The output data after segmentation was analyzed using unsupervised clustering using the Gaussian Mixture Model (GMM) implemented in Python. The GMM clustering is a soft clustering approach without definitive boundaries between clusters. The clustering was performed in two dimensions where the first dimension corresponded to molecule length, and the second dimension corresponded to the mean intensity per pixel. The data was clustered in the number of clusters corresponding to minimum Bayesian information using the Bayesian Information Criterion (BIC). Each data point (defined by the tuple (length, mean intensity per pixel)) was assigned a probability of membership of a cluster. Each data point was assigned to the cluster with the highest probability and the sizes of plotted data points were scaled to visualize the probability of belonging to that cluster.
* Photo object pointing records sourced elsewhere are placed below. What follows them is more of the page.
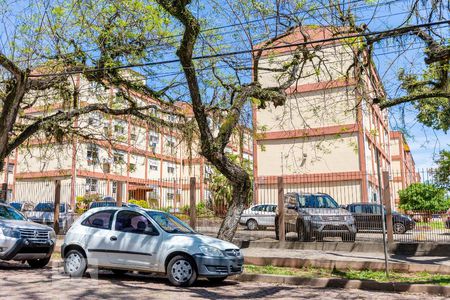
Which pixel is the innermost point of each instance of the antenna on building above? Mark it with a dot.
(282, 167)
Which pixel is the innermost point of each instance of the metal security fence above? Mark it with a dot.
(316, 207)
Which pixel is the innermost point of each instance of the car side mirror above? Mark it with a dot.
(151, 231)
(290, 206)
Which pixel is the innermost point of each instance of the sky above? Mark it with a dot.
(424, 142)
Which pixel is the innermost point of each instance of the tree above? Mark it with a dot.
(424, 197)
(221, 192)
(442, 172)
(53, 45)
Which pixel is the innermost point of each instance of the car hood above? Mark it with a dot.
(325, 211)
(189, 240)
(23, 224)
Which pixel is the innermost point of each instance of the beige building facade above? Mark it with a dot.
(328, 137)
(403, 166)
(121, 157)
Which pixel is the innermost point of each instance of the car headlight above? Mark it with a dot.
(210, 251)
(10, 232)
(52, 235)
(316, 218)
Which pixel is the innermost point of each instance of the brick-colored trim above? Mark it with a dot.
(320, 86)
(308, 132)
(44, 174)
(312, 178)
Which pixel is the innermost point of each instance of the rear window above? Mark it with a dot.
(320, 201)
(103, 204)
(49, 207)
(101, 220)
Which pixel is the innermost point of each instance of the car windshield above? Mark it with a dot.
(170, 223)
(49, 207)
(103, 204)
(16, 205)
(10, 213)
(317, 201)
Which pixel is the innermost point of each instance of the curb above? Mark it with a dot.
(345, 264)
(367, 285)
(398, 248)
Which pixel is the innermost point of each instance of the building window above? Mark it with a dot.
(171, 142)
(92, 154)
(119, 158)
(172, 118)
(119, 127)
(170, 169)
(153, 138)
(114, 187)
(95, 119)
(153, 164)
(153, 110)
(91, 184)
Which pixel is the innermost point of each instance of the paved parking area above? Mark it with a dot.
(20, 282)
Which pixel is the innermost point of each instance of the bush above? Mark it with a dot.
(424, 197)
(83, 202)
(141, 203)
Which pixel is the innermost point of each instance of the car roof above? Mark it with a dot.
(139, 209)
(302, 193)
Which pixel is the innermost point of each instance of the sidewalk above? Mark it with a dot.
(345, 260)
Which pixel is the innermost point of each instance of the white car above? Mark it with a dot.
(23, 240)
(258, 216)
(123, 239)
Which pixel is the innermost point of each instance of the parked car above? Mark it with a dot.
(22, 240)
(97, 204)
(368, 218)
(43, 213)
(124, 239)
(316, 215)
(258, 216)
(22, 206)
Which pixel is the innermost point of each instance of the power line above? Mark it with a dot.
(249, 66)
(217, 55)
(243, 23)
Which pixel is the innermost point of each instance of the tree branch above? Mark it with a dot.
(383, 103)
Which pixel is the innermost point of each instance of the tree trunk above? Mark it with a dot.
(241, 191)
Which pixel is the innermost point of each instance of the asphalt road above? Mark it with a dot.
(20, 282)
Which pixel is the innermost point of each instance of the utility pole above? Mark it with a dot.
(383, 216)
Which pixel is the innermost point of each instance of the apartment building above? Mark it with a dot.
(119, 156)
(328, 137)
(402, 166)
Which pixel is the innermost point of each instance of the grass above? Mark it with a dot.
(432, 224)
(379, 276)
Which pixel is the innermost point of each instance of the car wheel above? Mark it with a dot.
(75, 263)
(38, 263)
(302, 234)
(349, 237)
(119, 272)
(252, 224)
(181, 271)
(399, 228)
(217, 279)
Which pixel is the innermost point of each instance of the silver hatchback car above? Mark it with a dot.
(123, 239)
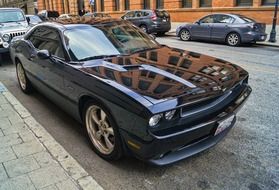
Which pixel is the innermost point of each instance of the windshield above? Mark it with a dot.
(115, 38)
(11, 16)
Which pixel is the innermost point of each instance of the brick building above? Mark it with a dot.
(180, 10)
(28, 6)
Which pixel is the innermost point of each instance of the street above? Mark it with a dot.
(248, 158)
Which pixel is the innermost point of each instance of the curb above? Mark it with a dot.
(73, 169)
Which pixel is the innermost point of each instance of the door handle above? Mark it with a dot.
(31, 57)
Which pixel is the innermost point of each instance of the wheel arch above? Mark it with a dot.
(234, 31)
(16, 60)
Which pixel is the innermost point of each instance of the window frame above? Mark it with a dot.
(61, 42)
(239, 3)
(184, 4)
(217, 15)
(126, 5)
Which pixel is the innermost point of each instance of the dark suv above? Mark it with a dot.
(150, 21)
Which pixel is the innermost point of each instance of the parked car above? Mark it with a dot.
(96, 14)
(47, 14)
(133, 95)
(68, 16)
(150, 21)
(12, 23)
(33, 20)
(232, 29)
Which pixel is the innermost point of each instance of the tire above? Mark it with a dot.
(144, 28)
(23, 81)
(233, 39)
(102, 131)
(185, 35)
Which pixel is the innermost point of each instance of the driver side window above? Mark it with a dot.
(48, 39)
(208, 19)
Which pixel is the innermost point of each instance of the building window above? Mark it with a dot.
(102, 6)
(205, 3)
(127, 5)
(146, 4)
(159, 4)
(244, 3)
(116, 5)
(186, 3)
(268, 2)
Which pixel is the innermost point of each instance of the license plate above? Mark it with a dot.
(224, 125)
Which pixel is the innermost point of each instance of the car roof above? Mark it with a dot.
(78, 22)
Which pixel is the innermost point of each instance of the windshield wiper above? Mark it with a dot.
(98, 57)
(144, 49)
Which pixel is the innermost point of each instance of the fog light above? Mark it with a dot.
(169, 115)
(6, 37)
(154, 120)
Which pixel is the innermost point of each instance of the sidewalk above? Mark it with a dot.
(174, 25)
(30, 158)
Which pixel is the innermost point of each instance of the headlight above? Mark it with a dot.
(169, 115)
(154, 120)
(6, 37)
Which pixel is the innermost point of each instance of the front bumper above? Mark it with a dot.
(253, 37)
(163, 150)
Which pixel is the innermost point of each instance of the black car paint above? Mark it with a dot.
(70, 84)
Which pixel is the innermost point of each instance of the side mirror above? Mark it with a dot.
(28, 20)
(43, 54)
(152, 36)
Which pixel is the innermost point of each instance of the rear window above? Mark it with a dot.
(162, 13)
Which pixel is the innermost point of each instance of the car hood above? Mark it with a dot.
(166, 74)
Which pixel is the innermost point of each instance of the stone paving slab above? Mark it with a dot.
(30, 158)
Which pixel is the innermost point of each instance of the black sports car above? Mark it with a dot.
(133, 95)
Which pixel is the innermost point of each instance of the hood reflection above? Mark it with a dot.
(204, 75)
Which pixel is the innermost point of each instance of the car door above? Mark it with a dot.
(130, 16)
(202, 28)
(221, 26)
(138, 19)
(49, 71)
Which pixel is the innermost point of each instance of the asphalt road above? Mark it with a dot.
(248, 158)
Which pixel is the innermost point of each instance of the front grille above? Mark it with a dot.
(14, 34)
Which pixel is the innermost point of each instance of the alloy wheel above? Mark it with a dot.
(185, 35)
(21, 76)
(143, 28)
(100, 131)
(233, 39)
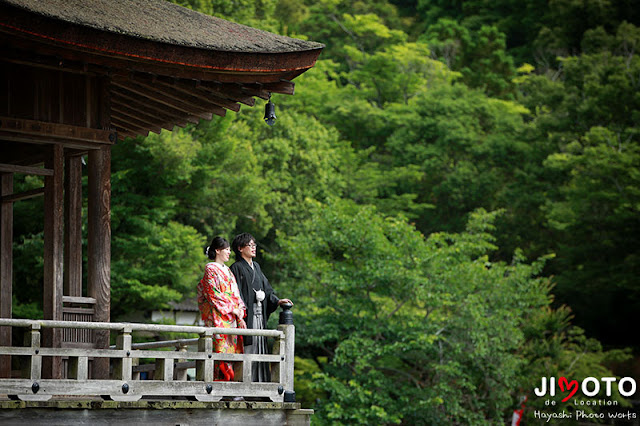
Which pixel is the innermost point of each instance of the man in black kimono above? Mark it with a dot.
(259, 298)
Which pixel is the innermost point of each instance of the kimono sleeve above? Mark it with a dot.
(211, 292)
(271, 298)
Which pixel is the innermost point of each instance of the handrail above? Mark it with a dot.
(125, 385)
(118, 326)
(161, 344)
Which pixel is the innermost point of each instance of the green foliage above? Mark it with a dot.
(419, 111)
(392, 311)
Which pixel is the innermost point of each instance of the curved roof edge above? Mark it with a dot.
(164, 22)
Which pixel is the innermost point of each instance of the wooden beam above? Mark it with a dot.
(25, 195)
(230, 90)
(12, 168)
(284, 87)
(167, 115)
(53, 257)
(186, 92)
(163, 98)
(40, 129)
(99, 247)
(6, 268)
(118, 117)
(73, 227)
(146, 116)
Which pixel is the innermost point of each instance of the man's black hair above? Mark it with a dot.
(240, 241)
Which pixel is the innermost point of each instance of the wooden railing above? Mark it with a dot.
(124, 383)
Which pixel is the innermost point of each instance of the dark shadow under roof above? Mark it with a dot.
(165, 22)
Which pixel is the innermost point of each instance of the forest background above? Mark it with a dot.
(450, 198)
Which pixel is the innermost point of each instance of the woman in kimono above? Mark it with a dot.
(220, 303)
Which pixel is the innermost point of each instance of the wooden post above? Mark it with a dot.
(181, 374)
(32, 340)
(204, 368)
(53, 257)
(73, 227)
(286, 368)
(123, 366)
(78, 368)
(6, 268)
(99, 248)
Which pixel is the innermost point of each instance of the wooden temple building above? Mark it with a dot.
(76, 77)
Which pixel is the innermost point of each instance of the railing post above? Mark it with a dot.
(32, 339)
(204, 367)
(123, 366)
(181, 373)
(286, 367)
(78, 367)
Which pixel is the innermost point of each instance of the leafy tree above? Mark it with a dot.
(392, 312)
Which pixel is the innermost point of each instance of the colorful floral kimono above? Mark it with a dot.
(218, 296)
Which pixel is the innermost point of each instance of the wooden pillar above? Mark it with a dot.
(99, 247)
(73, 227)
(53, 257)
(6, 268)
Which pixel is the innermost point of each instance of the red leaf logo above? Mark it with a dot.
(566, 385)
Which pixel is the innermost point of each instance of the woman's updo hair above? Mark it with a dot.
(218, 243)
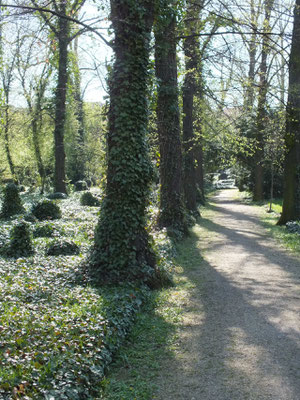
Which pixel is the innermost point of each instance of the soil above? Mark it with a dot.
(240, 334)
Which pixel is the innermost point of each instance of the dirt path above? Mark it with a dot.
(240, 337)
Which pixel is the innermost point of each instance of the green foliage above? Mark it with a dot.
(11, 201)
(20, 244)
(46, 209)
(87, 199)
(57, 332)
(80, 186)
(43, 230)
(62, 247)
(121, 251)
(57, 196)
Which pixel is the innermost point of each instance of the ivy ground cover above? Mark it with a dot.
(58, 332)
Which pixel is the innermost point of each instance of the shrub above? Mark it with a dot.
(11, 201)
(62, 248)
(87, 199)
(80, 186)
(57, 196)
(293, 227)
(46, 209)
(43, 231)
(20, 240)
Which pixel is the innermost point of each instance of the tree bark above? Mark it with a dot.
(121, 250)
(291, 194)
(168, 122)
(258, 193)
(191, 50)
(60, 104)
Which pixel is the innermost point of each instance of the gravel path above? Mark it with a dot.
(240, 337)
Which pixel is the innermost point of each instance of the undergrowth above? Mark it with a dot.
(58, 331)
(269, 219)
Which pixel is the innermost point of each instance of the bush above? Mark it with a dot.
(11, 201)
(293, 227)
(46, 209)
(43, 231)
(87, 199)
(80, 186)
(62, 248)
(57, 196)
(20, 240)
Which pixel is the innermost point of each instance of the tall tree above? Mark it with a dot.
(191, 55)
(291, 196)
(63, 35)
(77, 167)
(7, 78)
(34, 87)
(168, 120)
(121, 249)
(262, 105)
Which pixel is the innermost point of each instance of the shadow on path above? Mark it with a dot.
(240, 338)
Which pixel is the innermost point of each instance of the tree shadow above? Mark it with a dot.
(241, 339)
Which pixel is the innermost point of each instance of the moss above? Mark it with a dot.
(12, 204)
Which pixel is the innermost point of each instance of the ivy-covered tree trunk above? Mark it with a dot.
(168, 121)
(258, 193)
(191, 50)
(121, 249)
(291, 194)
(60, 102)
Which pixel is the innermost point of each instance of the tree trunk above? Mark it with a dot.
(79, 168)
(121, 250)
(36, 146)
(258, 193)
(291, 194)
(191, 50)
(6, 143)
(168, 124)
(60, 106)
(250, 88)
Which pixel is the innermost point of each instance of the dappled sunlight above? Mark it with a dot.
(239, 338)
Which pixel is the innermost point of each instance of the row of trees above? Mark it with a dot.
(222, 111)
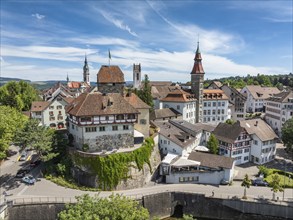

This means that data points at the core of the cluster were visually larger than the data points at the interface of the two clusters. For each cluster, the mean value was marked with a ‘ + ’ sign and scaled to the relative weight of the cluster in the population.

Ethical declarations

Sample collection and study design were approved by the Institutional Review Board of the Faculty of Medicine Siriraj Hospital, Mahidol University, Bangkok, Thailand (Si 571/2015) and all experiments were carried out as per prescribed guidelines and regulations of relevant institutions. All subjects who provided clinical specimens have signed the informed consent form at Siriraj Hospital, Mahidol University, Bangkok, Thailand.